Estimator with smallest variance, Lagrange multiplier

995 Views Asked by At

I have a question and I think I'm supposed to use the Lagrange multiplier although I haven't been taught it, so I'm not sure if I can use it or not. The question is: Suppose that $X_i$ has mean $\mu$ and variance $\sigma_i^2$ with $i=1,....,n$. If $X_1, X_2,....X_n$ are independent, find the vector $c$ that yields the most efficient estimator (i.e. the estimator with the smallest variance.) I've been given that the unbiased estimator for $\mu$ is $\hat\mu_c=\Sigma_ic_iX_i$.
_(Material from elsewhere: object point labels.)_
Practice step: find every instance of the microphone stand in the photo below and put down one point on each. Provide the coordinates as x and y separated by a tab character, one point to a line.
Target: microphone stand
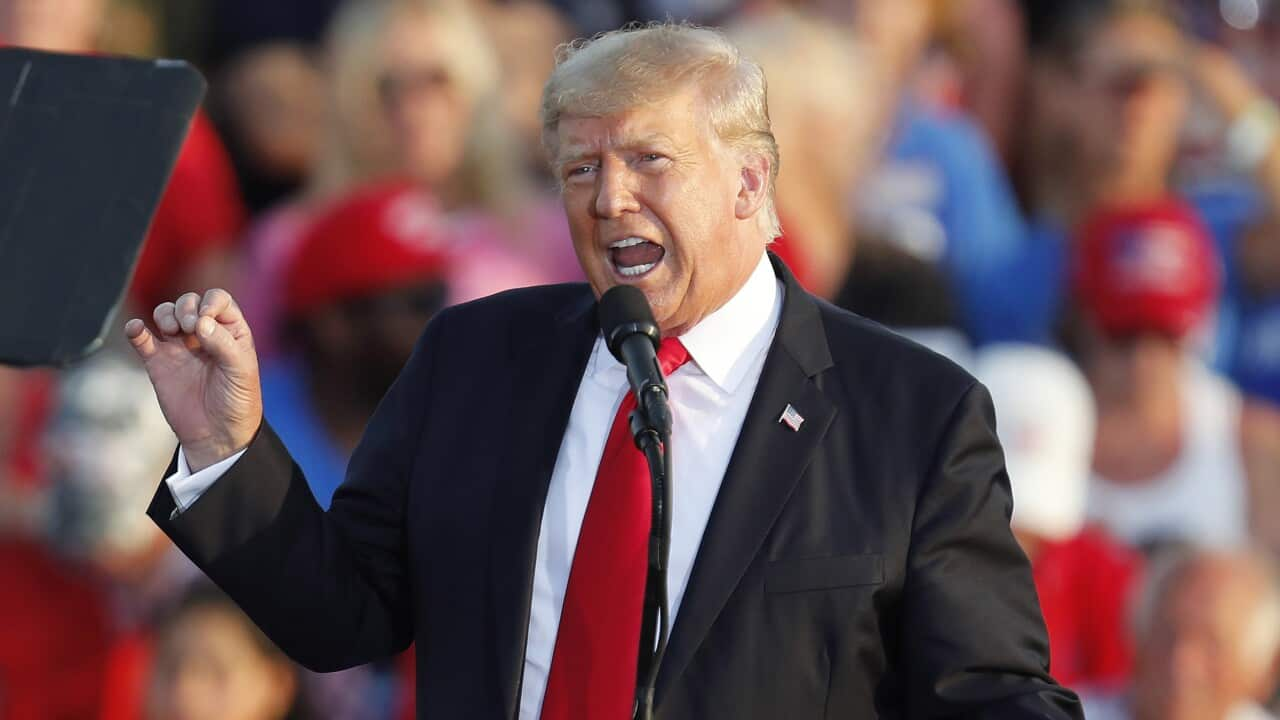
656	619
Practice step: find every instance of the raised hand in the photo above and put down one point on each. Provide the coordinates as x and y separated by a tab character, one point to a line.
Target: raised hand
204	368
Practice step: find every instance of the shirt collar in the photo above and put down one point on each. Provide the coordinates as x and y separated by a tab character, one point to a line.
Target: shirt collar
725	342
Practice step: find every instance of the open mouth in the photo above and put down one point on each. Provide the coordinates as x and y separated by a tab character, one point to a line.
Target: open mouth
635	256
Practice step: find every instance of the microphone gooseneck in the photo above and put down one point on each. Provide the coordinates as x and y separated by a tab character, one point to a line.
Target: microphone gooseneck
632	337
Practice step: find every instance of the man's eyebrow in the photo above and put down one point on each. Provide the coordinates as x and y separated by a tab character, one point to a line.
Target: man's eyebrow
579	153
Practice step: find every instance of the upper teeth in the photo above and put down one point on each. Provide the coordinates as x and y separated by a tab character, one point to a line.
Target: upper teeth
627	242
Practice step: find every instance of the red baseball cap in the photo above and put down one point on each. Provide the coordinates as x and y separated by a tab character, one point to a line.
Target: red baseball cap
1146	268
375	238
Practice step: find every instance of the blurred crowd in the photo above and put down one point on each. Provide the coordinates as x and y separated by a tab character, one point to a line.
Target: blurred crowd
1078	200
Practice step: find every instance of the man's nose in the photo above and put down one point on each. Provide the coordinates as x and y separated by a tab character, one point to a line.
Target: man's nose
616	192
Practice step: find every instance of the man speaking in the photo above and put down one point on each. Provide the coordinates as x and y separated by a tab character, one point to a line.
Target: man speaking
840	524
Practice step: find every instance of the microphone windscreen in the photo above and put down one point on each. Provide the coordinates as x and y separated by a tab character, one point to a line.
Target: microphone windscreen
624	310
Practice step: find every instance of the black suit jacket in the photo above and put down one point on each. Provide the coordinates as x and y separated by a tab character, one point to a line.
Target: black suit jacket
858	568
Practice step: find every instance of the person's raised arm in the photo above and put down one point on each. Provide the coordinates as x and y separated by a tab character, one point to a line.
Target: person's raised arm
330	588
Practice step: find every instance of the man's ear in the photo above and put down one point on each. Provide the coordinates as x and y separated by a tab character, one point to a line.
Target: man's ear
754	190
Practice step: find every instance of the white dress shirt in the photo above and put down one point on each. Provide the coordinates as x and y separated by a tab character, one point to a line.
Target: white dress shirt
709	397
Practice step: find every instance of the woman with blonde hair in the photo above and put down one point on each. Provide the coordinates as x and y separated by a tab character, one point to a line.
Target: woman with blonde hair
415	92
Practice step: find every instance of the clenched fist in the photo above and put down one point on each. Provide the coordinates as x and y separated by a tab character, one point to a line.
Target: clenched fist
204	368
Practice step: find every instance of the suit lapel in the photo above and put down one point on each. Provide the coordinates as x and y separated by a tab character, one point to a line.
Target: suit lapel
547	370
763	470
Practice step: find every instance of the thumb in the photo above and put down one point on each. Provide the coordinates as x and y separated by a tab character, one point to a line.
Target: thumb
218	342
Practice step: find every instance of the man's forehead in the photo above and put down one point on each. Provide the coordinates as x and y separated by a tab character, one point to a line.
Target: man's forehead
652	124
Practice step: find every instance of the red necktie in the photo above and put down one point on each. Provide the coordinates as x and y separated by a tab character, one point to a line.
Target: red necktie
593	670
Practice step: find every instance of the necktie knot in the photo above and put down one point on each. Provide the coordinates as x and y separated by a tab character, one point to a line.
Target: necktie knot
671	355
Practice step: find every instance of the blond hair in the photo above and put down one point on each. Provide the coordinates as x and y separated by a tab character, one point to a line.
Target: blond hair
489	174
643	64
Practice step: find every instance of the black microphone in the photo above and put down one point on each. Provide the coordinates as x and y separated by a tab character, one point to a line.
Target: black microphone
632	337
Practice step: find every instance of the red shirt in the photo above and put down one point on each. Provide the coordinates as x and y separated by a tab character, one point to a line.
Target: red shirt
55	639
1084	587
201	212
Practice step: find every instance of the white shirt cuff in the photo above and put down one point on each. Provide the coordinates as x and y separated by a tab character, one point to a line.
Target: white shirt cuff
187	487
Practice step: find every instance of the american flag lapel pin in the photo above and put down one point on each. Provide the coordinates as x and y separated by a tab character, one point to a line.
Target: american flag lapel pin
791	419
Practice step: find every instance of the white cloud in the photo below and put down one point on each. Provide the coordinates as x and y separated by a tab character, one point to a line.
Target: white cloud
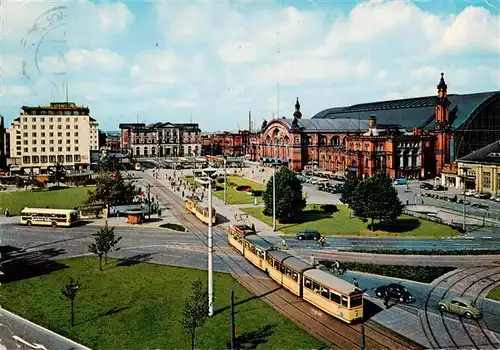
82	59
15	91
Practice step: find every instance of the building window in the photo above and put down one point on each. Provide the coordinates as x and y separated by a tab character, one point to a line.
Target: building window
486	179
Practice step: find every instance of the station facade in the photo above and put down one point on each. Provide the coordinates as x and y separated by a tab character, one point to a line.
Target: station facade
412	138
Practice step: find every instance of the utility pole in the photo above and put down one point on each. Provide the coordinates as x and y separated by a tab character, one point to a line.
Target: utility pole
225	180
233	336
274	198
149	201
362	337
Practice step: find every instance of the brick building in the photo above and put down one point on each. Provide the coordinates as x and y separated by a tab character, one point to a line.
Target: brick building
228	143
415	138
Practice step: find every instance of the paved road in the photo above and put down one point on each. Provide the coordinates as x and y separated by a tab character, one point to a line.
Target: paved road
340	243
18	333
447	330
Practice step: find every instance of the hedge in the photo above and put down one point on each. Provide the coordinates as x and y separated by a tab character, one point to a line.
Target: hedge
426	252
425	274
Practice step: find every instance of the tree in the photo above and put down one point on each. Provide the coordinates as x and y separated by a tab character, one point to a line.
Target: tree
112	189
69	292
289	199
376	198
195	310
350	185
105	242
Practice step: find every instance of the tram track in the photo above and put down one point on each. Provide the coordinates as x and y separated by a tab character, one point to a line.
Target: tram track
376	340
426	323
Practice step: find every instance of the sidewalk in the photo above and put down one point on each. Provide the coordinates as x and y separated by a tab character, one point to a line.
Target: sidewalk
232	213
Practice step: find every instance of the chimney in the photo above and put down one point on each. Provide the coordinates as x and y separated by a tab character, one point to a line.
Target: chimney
249	121
372	122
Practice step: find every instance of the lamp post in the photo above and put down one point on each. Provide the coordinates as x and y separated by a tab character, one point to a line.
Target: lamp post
274	198
225	180
209	172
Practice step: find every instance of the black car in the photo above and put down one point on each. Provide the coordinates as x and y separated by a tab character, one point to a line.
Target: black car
426	186
394	291
309	234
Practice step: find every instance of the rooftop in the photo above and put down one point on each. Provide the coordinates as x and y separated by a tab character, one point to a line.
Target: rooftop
489	154
411	112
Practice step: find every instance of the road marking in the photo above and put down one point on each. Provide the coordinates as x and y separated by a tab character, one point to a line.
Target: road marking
33	346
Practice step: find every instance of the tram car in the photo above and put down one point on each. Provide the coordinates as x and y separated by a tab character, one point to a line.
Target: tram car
327	292
235	236
200	210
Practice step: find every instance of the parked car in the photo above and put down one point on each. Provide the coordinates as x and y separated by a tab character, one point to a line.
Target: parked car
426	186
460	306
309	234
395	291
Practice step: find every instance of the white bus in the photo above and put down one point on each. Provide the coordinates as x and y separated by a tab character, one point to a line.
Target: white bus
48	217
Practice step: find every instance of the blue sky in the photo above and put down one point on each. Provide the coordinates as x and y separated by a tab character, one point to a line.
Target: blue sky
213	62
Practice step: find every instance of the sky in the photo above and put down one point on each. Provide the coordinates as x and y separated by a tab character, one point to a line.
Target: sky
212	62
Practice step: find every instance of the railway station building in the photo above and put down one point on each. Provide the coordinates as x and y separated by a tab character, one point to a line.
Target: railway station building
417	137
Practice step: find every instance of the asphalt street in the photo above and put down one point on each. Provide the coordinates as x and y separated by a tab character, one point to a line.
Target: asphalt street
17	333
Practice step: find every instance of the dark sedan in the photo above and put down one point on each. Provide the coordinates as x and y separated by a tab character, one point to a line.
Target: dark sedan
395	291
309	234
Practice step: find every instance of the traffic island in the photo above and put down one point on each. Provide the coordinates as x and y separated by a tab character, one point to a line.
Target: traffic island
139	306
344	223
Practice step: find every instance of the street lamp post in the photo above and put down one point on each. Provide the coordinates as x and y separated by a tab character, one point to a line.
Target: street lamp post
274	198
225	180
209	172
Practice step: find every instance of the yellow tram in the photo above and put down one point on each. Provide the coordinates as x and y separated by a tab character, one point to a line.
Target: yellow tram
327	292
255	250
235	236
200	210
333	295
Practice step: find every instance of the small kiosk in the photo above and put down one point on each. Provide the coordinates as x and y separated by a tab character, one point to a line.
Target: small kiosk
135	217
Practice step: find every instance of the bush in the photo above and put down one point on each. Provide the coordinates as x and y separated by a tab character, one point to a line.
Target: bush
174	227
329	208
424	274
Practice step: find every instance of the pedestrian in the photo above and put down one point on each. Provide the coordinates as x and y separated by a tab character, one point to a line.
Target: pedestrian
311	260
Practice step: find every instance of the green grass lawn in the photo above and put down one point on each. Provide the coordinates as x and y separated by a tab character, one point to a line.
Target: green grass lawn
139	306
66	198
339	224
234	196
494	294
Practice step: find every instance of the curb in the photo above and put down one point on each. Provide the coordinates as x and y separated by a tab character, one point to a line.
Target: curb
75	344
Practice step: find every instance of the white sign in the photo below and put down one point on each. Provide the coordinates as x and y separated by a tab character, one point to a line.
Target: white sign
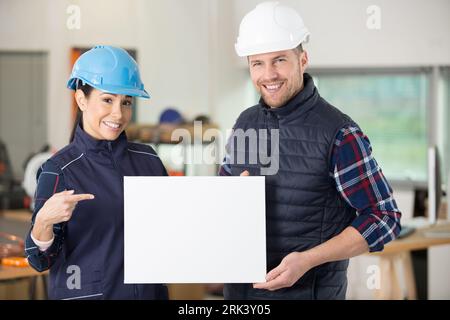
195	230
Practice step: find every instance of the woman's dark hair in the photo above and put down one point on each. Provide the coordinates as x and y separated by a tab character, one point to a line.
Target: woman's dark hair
87	89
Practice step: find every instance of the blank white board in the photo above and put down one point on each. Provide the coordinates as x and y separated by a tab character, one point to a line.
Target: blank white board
194	229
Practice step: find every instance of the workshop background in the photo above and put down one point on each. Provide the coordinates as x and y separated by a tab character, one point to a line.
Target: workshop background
384	62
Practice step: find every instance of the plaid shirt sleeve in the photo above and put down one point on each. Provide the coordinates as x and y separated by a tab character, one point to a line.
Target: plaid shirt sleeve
50	181
360	181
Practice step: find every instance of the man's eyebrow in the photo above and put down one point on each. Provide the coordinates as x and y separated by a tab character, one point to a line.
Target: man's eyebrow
280	56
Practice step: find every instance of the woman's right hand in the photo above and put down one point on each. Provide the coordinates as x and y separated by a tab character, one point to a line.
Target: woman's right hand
58	208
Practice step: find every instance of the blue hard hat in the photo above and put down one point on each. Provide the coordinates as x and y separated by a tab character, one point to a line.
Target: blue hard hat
171	116
109	69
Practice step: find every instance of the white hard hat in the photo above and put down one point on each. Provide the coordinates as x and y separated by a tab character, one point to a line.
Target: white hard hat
270	27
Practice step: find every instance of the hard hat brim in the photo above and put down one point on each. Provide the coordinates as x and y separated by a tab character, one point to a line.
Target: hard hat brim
71	84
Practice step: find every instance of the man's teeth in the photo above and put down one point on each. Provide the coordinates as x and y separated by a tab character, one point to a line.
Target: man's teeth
112	124
273	86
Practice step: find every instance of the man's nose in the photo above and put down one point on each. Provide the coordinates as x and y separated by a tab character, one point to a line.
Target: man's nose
270	72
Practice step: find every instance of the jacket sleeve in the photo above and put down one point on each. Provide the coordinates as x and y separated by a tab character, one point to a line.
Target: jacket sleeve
50	180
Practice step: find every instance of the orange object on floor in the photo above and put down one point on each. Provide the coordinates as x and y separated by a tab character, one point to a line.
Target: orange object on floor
15	262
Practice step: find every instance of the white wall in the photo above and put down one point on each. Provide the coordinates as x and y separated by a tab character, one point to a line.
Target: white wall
186	48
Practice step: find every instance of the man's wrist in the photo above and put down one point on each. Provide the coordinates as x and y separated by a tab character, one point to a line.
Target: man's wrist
43	223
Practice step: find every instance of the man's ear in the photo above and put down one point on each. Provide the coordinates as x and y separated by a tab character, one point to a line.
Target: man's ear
304	60
81	100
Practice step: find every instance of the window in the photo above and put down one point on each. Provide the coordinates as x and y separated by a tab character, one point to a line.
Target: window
390	107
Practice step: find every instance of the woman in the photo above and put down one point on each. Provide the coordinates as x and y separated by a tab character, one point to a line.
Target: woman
78	221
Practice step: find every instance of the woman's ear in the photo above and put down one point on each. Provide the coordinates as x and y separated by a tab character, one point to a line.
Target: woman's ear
81	100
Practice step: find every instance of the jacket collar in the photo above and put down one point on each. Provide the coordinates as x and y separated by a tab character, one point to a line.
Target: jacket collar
303	101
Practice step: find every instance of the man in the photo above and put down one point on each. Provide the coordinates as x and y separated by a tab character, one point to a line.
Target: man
328	200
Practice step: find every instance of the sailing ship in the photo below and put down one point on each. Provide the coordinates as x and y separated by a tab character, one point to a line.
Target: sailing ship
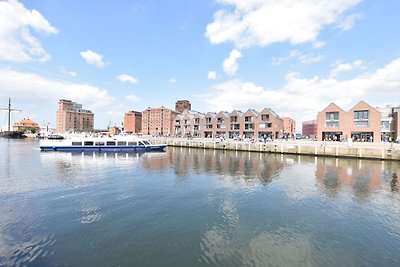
9	133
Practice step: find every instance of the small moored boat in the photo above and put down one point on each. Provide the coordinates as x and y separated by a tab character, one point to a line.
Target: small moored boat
116	143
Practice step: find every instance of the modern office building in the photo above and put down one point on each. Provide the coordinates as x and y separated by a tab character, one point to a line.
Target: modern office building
133	122
181	105
361	123
309	129
72	117
158	121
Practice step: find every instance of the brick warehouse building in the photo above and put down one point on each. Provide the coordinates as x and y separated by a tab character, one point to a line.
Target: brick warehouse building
133	122
158	121
235	124
71	116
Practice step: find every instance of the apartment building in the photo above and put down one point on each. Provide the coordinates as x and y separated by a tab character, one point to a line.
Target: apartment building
389	122
236	124
71	116
181	105
188	123
133	122
361	123
309	128
158	121
289	126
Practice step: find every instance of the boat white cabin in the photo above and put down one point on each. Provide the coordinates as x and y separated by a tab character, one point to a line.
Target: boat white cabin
115	143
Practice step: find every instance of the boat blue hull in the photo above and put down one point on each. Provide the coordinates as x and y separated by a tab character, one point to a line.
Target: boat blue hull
104	148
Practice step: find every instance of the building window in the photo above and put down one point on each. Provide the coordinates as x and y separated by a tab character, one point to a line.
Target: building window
332	119
235	126
265	117
249	126
361	118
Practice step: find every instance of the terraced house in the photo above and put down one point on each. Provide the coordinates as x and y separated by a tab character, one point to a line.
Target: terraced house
236	124
361	123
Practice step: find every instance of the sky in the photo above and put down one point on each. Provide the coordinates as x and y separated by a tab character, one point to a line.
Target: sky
293	56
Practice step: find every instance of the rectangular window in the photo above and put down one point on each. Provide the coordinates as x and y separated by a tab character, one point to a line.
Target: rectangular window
248	126
265	117
332	119
361	118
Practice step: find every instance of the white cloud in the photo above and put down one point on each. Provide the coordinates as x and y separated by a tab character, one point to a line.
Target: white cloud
212	75
318	44
127	78
230	66
345	67
303	58
132	98
38	96
303	98
263	22
93	58
68	73
348	22
16	40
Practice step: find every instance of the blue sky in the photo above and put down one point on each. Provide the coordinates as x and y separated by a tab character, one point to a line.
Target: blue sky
293	56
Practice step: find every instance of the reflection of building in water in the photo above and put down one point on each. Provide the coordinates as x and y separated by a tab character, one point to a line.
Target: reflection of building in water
362	176
80	168
250	167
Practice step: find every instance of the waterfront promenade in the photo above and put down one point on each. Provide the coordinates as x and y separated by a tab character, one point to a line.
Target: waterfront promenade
362	150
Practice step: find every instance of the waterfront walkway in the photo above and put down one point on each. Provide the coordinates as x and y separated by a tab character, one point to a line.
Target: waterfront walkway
367	150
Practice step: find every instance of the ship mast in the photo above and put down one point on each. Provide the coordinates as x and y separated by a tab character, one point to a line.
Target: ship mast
9	109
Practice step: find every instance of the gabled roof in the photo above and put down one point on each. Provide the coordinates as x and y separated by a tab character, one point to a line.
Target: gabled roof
237	112
332	106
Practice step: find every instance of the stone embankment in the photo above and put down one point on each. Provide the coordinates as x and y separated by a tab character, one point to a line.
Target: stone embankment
380	151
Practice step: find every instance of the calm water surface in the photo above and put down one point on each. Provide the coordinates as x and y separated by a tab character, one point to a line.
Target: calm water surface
191	207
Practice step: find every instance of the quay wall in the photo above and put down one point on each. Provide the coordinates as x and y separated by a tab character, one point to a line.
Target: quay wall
360	151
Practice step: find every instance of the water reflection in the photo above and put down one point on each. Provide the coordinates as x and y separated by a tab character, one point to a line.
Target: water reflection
195	207
301	173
What I've done is find the variance of $\hat\mu_c$, which is $\Sigma_i(c_i^2\sigma_i^2)$. I'm not sure what I should do from there on. Any help would be great.

1

There are 1 best solutions below

0
On

Lets formulate the optimization problem you are trying to solve:

$\min\limits_{c_i} \Sigma_i(c_i^2\sigma_i^2)$

s.t.

$\sum_i c_i = 1$ (since unbiasedness requries $E[\sum_i c_iX_i] = \mu\sum_i c_i = \mu$)


Lets vectorize this formulation. Let $c^2=(c_1^2,c_2^2...c_n^2)$ and $\sigma^2=(\sigma_1^2,\sigma_2^2....\sigma_n^2)$ Then we get a formulation that looks like this:

$\min c^2\cdot \sigma^2$

$c \cdot \mathbf{1} = 1$

Therefore, all solutions must lie in the plane defined by $c \cdot \mathbf{1} = 1$

From the method of lagrange multipliers, we know that the gradient wrt $c$ of the objective function must line up with the gradient of the constraint (i.e., the objective function's tangent plane is parallel to the tangent plane of the constraint):

$\nabla(c^2\cdot \sigma^2)=\lambda \nabla(c \cdot \mathbf{1})$

Specifically, we get the system of equations:

$2c_i\sigma_i^2=\lambda\;\;\;\forall i$ and

$\sum_i c_i = 1$

Solving for the $c_i$ we get:

$c_i= \frac{\lambda}{2\sigma_i^2}$ plugging this into $\sum_i c_i = 1$ we get:

$\frac{\lambda}{2} \sum_i \frac{1}{\sigma_i^2} = 1 \implies \lambda = 2\left( \sum_i \frac{1}{\sigma_i^2}\right)^{-1}$

Thus:

$c_i =\left( \sigma_i^2 \sum_i \frac{1}{\sigma_i^2}\right)^{-1}$ which is an inverse variance weighted average: the larger the variability of a variable, the less we weight it's inferential value in estimating $\mu$.